My Summer: C.A.S. Candidate Ariel PuleoBy Jill Anderson
If you ask Ariel Puleo, Ed.M.’11, a candidate for a Certificate in Advanced Studies, for her favorite memory from her summers working for Explo, a creative academic summer program for eighth and ninth graders based in Wellesley, Mass., it’s hard for her to name just one. In fact, she can easily rattle off several, including watching a student with ADHD, who struggled on a camping trip, go from nervous to calm; leading a lesson on molecular gastronomy using liquefied popcorn; and dancing with 600 students and staff dressed as robots in an attempt to break a world record.
“There is a strong focus on teaching creatively in class with hands-on activities,” Puleo says about Explo, pointing out that it has been so easy to skip the beach and go back to work every summer for the past four years.
The mission of the program is to offer students, many of whom don’t do well in traditional instruction, the opportunity to focus on the fun of learning, exchanging ideas, testing out talents, and meeting people. Explo attracts a diverse range of students from 40 states and 50 countries to its three-week program offered twice each summer.
“[The staff] all want to make this fantastic for the students,” Puleo says. “It’s a wonderfully accepting community.”
This summer Puleo worked as a curriculum adviser helping budding Explo teachers hone their lesson plans, content, and management skills. Her work helping teachers devise their lessons begins as early as January. Then once summer arrives, she has only a week to train the teachers – many who come with no formal teaching experience – for the arrival of Explo students.

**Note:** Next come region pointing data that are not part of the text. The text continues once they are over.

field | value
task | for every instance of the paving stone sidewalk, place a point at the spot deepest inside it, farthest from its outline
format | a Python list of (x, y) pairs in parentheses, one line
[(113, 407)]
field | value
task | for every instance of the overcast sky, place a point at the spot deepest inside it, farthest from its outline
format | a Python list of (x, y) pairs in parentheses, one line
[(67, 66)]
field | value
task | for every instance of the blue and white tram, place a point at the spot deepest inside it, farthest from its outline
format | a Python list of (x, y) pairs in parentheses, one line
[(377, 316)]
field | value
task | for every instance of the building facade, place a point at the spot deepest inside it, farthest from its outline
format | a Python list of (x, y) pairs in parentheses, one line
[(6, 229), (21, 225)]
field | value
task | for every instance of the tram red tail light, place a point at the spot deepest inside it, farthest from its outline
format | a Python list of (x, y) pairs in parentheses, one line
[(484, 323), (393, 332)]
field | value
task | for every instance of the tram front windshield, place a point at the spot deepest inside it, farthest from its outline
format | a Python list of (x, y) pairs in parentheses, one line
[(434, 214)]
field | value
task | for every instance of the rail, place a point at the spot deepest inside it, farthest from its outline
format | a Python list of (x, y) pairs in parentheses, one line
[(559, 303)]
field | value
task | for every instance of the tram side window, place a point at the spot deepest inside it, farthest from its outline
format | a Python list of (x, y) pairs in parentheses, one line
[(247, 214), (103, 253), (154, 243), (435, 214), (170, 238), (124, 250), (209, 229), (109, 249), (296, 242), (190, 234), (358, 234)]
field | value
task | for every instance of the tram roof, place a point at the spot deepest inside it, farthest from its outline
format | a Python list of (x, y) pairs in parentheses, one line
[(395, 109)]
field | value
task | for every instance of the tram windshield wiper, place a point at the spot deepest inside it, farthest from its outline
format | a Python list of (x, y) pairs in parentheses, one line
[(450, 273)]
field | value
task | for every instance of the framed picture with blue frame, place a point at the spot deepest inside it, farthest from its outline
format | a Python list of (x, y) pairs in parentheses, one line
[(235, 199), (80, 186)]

“We tend to teach the way we are taught,” Puleo says, explaining that all teachers at Explo must build their own creative lessons. Another part of her job is reviewing and improving teacher lesson plans and activities, as well as observing their work in the classroom.
While Puleo works in more traditional counseling positions at public schools during the academic year, as a curriculum adviser at Explo she often combines instructional training and counseling. Puleo explains that she can focus on the social-emotional needs of students at Explo and help that inform teachers as they make decisions about what to do in the classroom. For example, when a teacher has a homesick child, she can provide insight on behavioral issues.
This fall, Puleo — two years after earning her master’s in Prevention Science and Practice — decided to come back to the Ed School and earn a certificate in counseling. As she settles into her studies this year, she says that working at Explo has helped guide her future career. “I’m interested in working in public schools,” she says, “but want to also do counseling and help teachers find creative ways to help students achieve their goals.”